Detrás de ella, los carteles que explican los precios y las políticas del hotel están escritos en mandarín. Junto a botellas de agua se venden botes de fideos instantáneos picantes importados de China. Se aceptan pagos a través de la aplicación china de redes sociales WeChat.
“Se mueven en su propio mundo”, afirma Fernández.
El grupo de viajeros de mediana edad, con sombreros, tiendas de campaña y bastones, va vestido de excursión. Pero no todo cuadra. Muchos llevan calzado ligero tipo Crocs, y sus pequeñas mochilas están envueltas en bolsas de plástico.
Es aquí, en Necoclí, un pueblo de playa cerca de la frontera con Panamá, donde se marca el punto de partida para cruzar el Tapón del Darién, una región de selva densa e inhóspita que se ha convertido en una importante ruta migratoria para quienes intentan llegar a Estados Unidos.
En 2023, más de 500.000 migrantes cruzaron el traicionero Darién, que es la única ruta terrestre de Sudamérica a Norteamérica, según datos recogidos por el gobierno panameño. Algo más de 25.000 de esos migrantes eran chinos, lo que los convierte en la cuarta nacionalidad más numerosa en general y la mayor fuera del continente americano en realizar la travesía.
“Este es un elemento nuevo que no existía en años anteriores”, dijo Giuseppe Loprete, jefe de misión en Panamá de la Organización Internacional para las Migraciones (OIM), un organismo de la ONU que proporciona información a los migrantes que cruzan el Darién. “Es mucha gente, y el camino es largo. Para las redes de tráfico es un gran negocio”.
Los emigrantes chinos -a diferencia de muchas de las otras nacionalidades más comunes en el Darién, como venezolanos y haitianos- suelen tomar rutas especiales “VIP” a través de la selva, dirigidas por guías que trabajan para el Clan del Golfo, el mayor cártel de la droga de Colombia, y que son más rápidas y menos extenuantes a cambio de precios más altos que las rutas más básicas.
Mediante una combinación de travesías en barco, caminatas y, en algunos casos, paseos a caballo por la costa del Caribe o del Pacífico, consiguen hacer la travesía en un par de días en lugar de la semana que suelen durar las rutas más baratas.
Los traficantes de Necocli dijeron a Al Jazeera que mientras que las rutas más baratas para cruzar el Darién cuestan unos 350 dólares, las rutas más directas por la costa panameña a través de pueblos como Carreto y Coetupo y llegando a uno de los centros de recepción de migrantes de Panamá cuestan 850 dólares.
Una fila de migrantes chinos esperando para partir en embarcaciones en Necoclí. [Peter Yeung/Al Jazeera]

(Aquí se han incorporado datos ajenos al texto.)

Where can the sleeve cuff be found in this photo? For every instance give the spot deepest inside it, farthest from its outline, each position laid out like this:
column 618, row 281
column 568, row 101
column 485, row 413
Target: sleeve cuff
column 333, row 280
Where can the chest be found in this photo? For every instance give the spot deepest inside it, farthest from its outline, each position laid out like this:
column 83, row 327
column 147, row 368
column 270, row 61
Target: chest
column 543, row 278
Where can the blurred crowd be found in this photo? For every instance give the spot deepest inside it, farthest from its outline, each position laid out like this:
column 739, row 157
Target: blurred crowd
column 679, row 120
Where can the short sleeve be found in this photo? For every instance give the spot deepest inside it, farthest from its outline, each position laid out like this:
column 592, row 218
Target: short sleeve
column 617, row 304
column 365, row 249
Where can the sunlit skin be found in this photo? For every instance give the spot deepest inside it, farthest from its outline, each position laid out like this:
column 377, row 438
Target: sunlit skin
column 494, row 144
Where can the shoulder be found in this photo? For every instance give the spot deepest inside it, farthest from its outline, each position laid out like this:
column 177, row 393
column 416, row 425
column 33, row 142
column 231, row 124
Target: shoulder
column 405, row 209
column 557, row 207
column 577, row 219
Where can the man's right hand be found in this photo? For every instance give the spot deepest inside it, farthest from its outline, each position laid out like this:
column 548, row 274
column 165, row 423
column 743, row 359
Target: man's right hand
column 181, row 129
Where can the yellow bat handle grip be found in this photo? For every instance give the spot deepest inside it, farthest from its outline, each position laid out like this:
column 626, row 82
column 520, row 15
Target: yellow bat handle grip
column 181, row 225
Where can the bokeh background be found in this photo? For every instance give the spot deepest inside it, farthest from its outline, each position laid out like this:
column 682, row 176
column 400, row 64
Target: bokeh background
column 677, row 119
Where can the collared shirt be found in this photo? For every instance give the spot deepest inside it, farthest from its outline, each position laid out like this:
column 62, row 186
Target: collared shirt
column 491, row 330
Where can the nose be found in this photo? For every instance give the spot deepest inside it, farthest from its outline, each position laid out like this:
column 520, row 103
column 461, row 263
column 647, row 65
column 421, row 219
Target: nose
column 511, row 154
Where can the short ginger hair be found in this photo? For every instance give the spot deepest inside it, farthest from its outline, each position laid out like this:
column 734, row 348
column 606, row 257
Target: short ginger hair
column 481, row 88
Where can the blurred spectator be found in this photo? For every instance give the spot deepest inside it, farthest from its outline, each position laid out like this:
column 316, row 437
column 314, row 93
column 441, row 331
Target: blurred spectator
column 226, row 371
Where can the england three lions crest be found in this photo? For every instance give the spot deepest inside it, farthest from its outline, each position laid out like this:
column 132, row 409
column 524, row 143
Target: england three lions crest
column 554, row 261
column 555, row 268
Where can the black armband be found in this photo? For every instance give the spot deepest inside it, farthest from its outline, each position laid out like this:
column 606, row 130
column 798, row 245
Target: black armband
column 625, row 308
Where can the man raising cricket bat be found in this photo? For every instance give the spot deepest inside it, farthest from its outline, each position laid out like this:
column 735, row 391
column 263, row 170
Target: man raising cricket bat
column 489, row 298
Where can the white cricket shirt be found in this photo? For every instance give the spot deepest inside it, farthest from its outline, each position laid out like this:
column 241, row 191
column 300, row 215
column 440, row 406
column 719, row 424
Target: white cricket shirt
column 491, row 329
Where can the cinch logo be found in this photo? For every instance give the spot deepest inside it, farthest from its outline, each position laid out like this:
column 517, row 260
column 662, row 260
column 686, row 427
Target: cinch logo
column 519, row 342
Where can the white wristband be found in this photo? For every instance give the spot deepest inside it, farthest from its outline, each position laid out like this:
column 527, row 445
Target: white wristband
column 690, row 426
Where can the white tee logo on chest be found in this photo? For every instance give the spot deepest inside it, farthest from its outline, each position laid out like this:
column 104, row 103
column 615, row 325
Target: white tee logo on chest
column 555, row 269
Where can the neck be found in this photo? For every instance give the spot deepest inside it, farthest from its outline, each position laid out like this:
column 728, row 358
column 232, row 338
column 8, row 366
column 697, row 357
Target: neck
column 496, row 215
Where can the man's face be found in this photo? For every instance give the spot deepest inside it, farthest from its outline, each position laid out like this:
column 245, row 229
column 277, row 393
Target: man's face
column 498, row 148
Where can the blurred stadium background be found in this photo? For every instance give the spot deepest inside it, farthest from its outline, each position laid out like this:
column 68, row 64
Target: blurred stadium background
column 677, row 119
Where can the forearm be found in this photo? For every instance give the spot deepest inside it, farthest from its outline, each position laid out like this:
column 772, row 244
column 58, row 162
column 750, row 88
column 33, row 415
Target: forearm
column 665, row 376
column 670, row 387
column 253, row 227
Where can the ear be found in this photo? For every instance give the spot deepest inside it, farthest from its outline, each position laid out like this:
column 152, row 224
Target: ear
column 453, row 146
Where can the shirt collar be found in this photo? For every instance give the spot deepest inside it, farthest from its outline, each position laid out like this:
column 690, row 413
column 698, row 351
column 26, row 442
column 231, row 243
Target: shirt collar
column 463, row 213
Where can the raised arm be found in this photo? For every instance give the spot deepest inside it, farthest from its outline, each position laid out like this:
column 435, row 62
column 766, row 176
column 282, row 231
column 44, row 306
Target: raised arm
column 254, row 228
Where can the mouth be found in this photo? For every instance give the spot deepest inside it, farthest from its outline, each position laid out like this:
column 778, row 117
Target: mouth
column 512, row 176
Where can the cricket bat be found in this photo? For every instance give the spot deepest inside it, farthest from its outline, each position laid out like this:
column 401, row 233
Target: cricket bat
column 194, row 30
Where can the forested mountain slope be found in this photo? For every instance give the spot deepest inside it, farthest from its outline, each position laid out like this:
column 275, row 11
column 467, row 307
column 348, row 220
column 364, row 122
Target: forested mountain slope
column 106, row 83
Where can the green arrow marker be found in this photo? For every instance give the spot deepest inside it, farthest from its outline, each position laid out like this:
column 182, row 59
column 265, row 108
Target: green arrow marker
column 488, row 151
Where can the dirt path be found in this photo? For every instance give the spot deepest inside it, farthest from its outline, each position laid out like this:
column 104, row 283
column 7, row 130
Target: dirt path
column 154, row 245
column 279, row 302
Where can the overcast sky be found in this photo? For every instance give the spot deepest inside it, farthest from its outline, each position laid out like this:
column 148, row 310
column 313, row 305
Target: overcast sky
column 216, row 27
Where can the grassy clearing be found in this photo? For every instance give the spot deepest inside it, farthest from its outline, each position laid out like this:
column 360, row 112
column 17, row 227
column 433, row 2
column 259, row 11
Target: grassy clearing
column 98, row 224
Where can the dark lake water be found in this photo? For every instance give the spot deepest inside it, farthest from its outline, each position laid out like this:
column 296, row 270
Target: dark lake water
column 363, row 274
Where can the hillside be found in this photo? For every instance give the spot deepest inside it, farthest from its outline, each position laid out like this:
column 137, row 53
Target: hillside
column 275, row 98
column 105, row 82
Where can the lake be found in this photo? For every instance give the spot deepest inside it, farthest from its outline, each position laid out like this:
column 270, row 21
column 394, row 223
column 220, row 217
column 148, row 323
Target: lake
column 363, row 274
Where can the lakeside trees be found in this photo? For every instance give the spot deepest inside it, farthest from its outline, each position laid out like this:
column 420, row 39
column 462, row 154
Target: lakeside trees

Pero en algunos casos -los viajes a la isla de San Andrés, a pocas horas en barco desde Nicaragua- el precio asciende a 5.000 dólares. Puede reportar al cártel decenas de millones de dólares al mes. Después de todo ese gasto, los migrantes deben dirigirse hacia el norte a través del resto de Centroamérica, enfrentándose a la corrupción, el robo y la violencia en su camino hacia la frontera entre México y Estados Unidos. Durante una visita de dos días a Necocli, Al Jazeera observó a decenas de migrantes chinos que se preparaban para el viaje, entre ellos ingenieros, profesores y programadores informáticos. Esperando en la playa para partir en un barco hacia Panamá con un amigo, Wu Xiaohua, de 42 años, dijo que había optado por uno de esos viajes más rápidos porque está ansioso por llegar a Estados Unidos y empezar a trabajar lo antes posible. Originario de la provincia de Hunan, Xiaohua se trasladó a Shanghai para trabajar como taxista, pero desde la pandemia su vida ha sido una lucha. “Hay grandes problemas en la economía de nuestro país”, afirma. No nos queda más remedio que sobrevivir. Por eso queremos ir a Estados Unidos”. “Nuestras exigencias son muy simples: Podemos permitirnos tratamiento médico, tener un lugar donde vivir, que nuestros hijos puedan ir a la escuela y que nuestra familia esté segura.” Una migrante, Huang, que pidió compartir sólo su apellido, dijo que dejó Pekín hace dos meses después de que los estrictos cierres COVID-19 de China acabaran con su empleo como masajista, dejándola apenas capaz de sobrevivir día a día. “Vendí todo lo que tenía”, dijo Huang. “Nos trataban como animales enjaulados”.